Extended Data Fig. 7 Role of H3K4me3 in de novo gene activation during cell fate transition.
(a) Scatter plot showing expression of genes in naive ESC (x-axis) and formative EpiLC (y-axis) in WT cells. This identified 3130 genes that exhibit significant transcriptional activation during cell fate transition to EpiLC under normal conditions (shown in green). (b) Principal component analysis (PCA) of all expressed genes (RPM > 1) in WT and Mll2CM/CM ESC, and upon transition to EpiLC. (c) Expression of representative marker genes showing removal of H3K4me3 by Mll2CM/CM does not impact the expression of pluripotency and formative (early differentiation) genes. This indicates that Mll2CM/CM ESC are fully competent to generate EpiLC, and that any expression changes are not indicative of impaired cell fate commitment. N = three independent experiments (d) Expression of the geneset that requires H3K4me3 for de novo activation in EpiLC. Shown are genes that are silent in ESC (RPM < 0.1) but fail to fully initiate expression (DEG) in Mll2CM/CM EpiLC that lack H3K4me3, despite normal cell fate transition. Each datapoint represents a single gene (N = 313) (e) Representative genome view plots of genes that are normally activated in WT EpiLC but fail to initiate expression in Mll2CM/CM EpiLC. These genes normally gain H3K4me3 and lose H3K27me in EpiLC during this transition.
Extended Data Fig. 8 Reproducible genetic x epigenetic functional interactions.
(a) Table illustrating the position weight matrix for each motif deployed across the reporter series, along with the actual inserted motif(s). (b) Dot plots showing log10 expression in single cells (n = 500); bars denote the geometric mean in the population. Displayed within each plot are four independent replicates of programming the same specific epigenetic modification to the same specific reporter, relative to control GFPscFV. Different marks and reporter combinations are selected to illustrate the reproducibility of both subtle and major quantitative effects elicited by epigenetic editing. (c) Examples of functional interplay between the quantitative impact of a programmed modification and the presence of an underlying TF motif in the reporter. For example, H3K27ac-mediated activation is attenuated in the context of YY1 motifs, H3K4me3 activation is strengthened in the presence of OCT4 motifs, whilst OTX motifs may enhance DNA methylation mediated repression, albeit this effect was not reproducible across all independent clones (representative samples shown). Dot plots show log10 expression in single cells (N = 500); bars denote the geometric mean in the population.
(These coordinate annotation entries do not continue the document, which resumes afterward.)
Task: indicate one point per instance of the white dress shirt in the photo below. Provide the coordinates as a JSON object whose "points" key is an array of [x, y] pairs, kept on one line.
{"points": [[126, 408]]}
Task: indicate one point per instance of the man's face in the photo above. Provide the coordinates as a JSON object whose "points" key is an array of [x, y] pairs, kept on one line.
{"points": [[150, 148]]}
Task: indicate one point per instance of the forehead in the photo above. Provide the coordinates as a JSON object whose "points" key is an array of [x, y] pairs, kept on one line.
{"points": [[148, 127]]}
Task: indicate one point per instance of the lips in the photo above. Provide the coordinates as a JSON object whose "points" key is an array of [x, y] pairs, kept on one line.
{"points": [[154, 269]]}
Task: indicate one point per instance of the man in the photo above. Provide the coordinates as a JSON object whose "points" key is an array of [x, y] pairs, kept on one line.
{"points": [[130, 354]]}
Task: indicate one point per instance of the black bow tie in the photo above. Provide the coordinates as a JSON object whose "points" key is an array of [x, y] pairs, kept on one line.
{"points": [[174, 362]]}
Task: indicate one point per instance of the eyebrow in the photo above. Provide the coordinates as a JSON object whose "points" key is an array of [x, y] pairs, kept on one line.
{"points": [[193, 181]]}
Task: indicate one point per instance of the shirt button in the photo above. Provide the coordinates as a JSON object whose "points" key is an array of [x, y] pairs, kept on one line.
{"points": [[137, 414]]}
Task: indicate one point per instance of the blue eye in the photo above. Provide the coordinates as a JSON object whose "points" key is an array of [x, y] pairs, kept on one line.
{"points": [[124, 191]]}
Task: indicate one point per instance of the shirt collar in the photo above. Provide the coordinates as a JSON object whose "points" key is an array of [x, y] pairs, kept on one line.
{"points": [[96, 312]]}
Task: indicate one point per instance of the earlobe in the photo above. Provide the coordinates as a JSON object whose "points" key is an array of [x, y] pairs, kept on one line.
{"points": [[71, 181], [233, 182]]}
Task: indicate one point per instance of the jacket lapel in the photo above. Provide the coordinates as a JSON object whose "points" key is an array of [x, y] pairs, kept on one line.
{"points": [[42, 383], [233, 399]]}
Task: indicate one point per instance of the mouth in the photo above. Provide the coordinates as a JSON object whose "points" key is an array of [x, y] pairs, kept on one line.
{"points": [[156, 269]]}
Extended Data Fig. 9 H3K36me3 interacts with cis CTCF motifs to induce silencing.
(a) Histogram showing the distribution of expression of the +CTCF motif reporter in control (-DOX) ESC and upon targeted installation of H3K36me3 at the promoter by Setd2-CDscFV (+DOX). (b) Hierarchy of chromatin modification changes following programming of H3K36me3 to the +CTCF reporter, assayed by CUT&RUN-qPCR or bisulfite pyrosequencing. Specific H3K36me3 deposition evicts H3K4me3 and promotes DNA methylation but has no downstream impact on H3K9me3 and H3K27me3. N = 3 independent experiments with significance calculated by two-tailed unpaired t-test. *P < 0.05 **P < 0.01, ***P < 0.001. (c) Heatmap showing all differentially expressed genes (DEG; p(adj)<0.05 and FC > 2)) in replicate Setd2 knockout (KO) lines. The majority are upregulated, including genes marked by promoter H3K36me3 such as Xist, Cd68, Urgcp and Baiap2l1. (d) Principal component analysis (PCA) of global transcriptomes from WT, Setd2 knockout or Setd2 knockout + 5-Aza-Deoxycytidine (AZA: DNA methylation inhibitor) ESC. (e) Representative genome view of a gene (Baiap2l1) marked by promoter H3K36me3 in ESC, that is significantly upregulated following global loss of H3K36me3 in Setd2 knockout cells. (f) qRT-PCR of de-repressed Xist expression in Setd2 knockout ESC (-DOX), and after induction of epigenetic editing to install H3K36me3 specifically back to the Xist promoter (+DOX). Programming H3K36me3 to Xist promoter leads to almost complete re-imposition of silencing. N = three biologically independent experiments. Error bars represent S.D. Significance was calculated by two-tailed unpaired t-test.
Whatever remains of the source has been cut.